Mais, si l’administration tint une place très large dans les occupations de sa pleine maturité, Mascart n’avait point attendu cette période de la vie pour montrer de grandes capacités d’organisateur. En 1870, déjà, il avait quitté sa jeune famille et s’était rendu à Bayonne, où, utilisant ses connaissances en chimie, il avait pris la direction d’une fabrique de cartouches dans laquelle aucun accident ne fut jamais signalé. La guerre terminée, Mascart fut créé chevalier de la Légion d’honneur ; il devait atteindre plus tard, dans l’Ordre national, la dignité de grand-officier.

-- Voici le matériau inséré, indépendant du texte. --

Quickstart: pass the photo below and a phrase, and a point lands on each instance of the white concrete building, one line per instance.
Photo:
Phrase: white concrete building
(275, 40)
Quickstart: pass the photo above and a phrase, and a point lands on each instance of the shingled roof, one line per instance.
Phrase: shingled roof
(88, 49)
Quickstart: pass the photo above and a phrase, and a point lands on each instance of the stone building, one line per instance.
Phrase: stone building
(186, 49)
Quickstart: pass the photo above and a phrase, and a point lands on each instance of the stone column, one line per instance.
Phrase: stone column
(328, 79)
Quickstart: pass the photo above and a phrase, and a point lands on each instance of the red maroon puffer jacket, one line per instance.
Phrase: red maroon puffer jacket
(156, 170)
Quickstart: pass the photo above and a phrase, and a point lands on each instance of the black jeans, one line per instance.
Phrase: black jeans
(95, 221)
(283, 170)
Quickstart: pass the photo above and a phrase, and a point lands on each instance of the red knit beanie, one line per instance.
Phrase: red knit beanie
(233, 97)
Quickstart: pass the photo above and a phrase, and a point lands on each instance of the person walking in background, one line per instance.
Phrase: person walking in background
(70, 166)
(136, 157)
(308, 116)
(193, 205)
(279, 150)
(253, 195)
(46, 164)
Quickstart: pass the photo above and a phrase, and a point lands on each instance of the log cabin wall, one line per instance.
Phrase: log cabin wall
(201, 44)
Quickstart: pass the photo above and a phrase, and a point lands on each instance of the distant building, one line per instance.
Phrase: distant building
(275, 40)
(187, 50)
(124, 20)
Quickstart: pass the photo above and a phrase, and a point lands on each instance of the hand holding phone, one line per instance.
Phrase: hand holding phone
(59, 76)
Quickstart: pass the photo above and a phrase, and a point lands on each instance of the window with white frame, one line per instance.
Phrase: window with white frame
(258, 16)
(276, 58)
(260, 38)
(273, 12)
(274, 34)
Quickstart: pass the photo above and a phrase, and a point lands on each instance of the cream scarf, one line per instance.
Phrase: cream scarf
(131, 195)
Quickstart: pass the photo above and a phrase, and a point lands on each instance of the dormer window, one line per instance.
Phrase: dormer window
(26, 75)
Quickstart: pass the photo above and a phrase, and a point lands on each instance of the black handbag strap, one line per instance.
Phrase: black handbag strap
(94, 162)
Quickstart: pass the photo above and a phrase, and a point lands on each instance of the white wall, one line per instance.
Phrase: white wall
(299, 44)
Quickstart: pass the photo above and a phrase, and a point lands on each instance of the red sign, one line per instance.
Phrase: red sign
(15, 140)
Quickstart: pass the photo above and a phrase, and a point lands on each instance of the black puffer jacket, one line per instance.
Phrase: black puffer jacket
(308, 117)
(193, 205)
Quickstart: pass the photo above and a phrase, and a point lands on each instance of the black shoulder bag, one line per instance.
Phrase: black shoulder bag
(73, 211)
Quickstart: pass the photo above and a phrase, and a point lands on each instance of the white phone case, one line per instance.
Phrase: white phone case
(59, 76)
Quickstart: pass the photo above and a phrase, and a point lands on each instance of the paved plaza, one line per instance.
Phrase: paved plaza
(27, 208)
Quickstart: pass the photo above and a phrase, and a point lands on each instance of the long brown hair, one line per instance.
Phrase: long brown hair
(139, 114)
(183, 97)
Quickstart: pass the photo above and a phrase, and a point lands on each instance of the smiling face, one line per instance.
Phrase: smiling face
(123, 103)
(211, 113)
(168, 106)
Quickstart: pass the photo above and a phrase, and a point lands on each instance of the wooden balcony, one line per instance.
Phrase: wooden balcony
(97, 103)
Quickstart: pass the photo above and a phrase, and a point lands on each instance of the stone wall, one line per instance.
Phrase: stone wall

Les hommes qui ont toujours vécu dans les laboratoires ne savent pas, en général, combien il faut de ponctualité, avec quel soin il faut organiser sa vie pour pouvoir faire face de tous les côtés à la fois. Mascart sut le faire, et ne négligea aucun devoir, parce qu’il avait le sentiment profond des responsabilités. On le savait ; on connaissait ses multiples compétences, et il devint tout naturellement, pour les choses scientifiques ou techniques, un conseiller très écouté. L’influence qu’il s’acquit ainsi par une voie toute naturelle fut mise largement par lui au service de la chose publique. Mais aucune association peut-être n’eut sa constante sollicitude au même degré que la Société internationale des électriciens. Il s’était attaché dès le début à ce groupement si vivant des savants et des industriels ; il en avait été l’âme, le conseiller et le protecteur ; et comprenant tout le bien qui pourrait en résulter, il provoqua la création des deux établissements que cette Société dirige : le Laboratoire central et l’École supérieure d’électricité. Jusqu’à son dernier jour, il leur a témoigné le plus. vivant intérêt, et c’était une. de ses joies de les voir grandir et prospérer au delà des plus belles espérances.

L’extrême diversité des aptitudes de Mascart lui valut de nombreuses délégations aux conférences internationales d’électricité ou de météorologie. Depuis 1902, il avait remplacé, au sein du Comité international des poids et mesures, son regretté collègue et ami A. Cornu.

Si Mascart put embrasser un domaine si étendu, prendre, dans de nombreuses commissions, une place prépondérante et jouer un rôle très actif, c’est qu’il était doué d’une puissance de travail surprenante, secondée par une extraordinaire rapidité de conception. C’est aussi qu’il trouvait, au sein d’une famille heureuse, le calme et le bienfaisant repos. Et si, aujourd’hui, nous désirons présenter à la noble compagne de sa vie nos sentiments de sympathie respectueuse, nous voulons y joindre l’expression de reconnaissance de tous ceux qui savent combien l’activité de M. Mascart fut utile, de quel sillon profond elle reste suivie.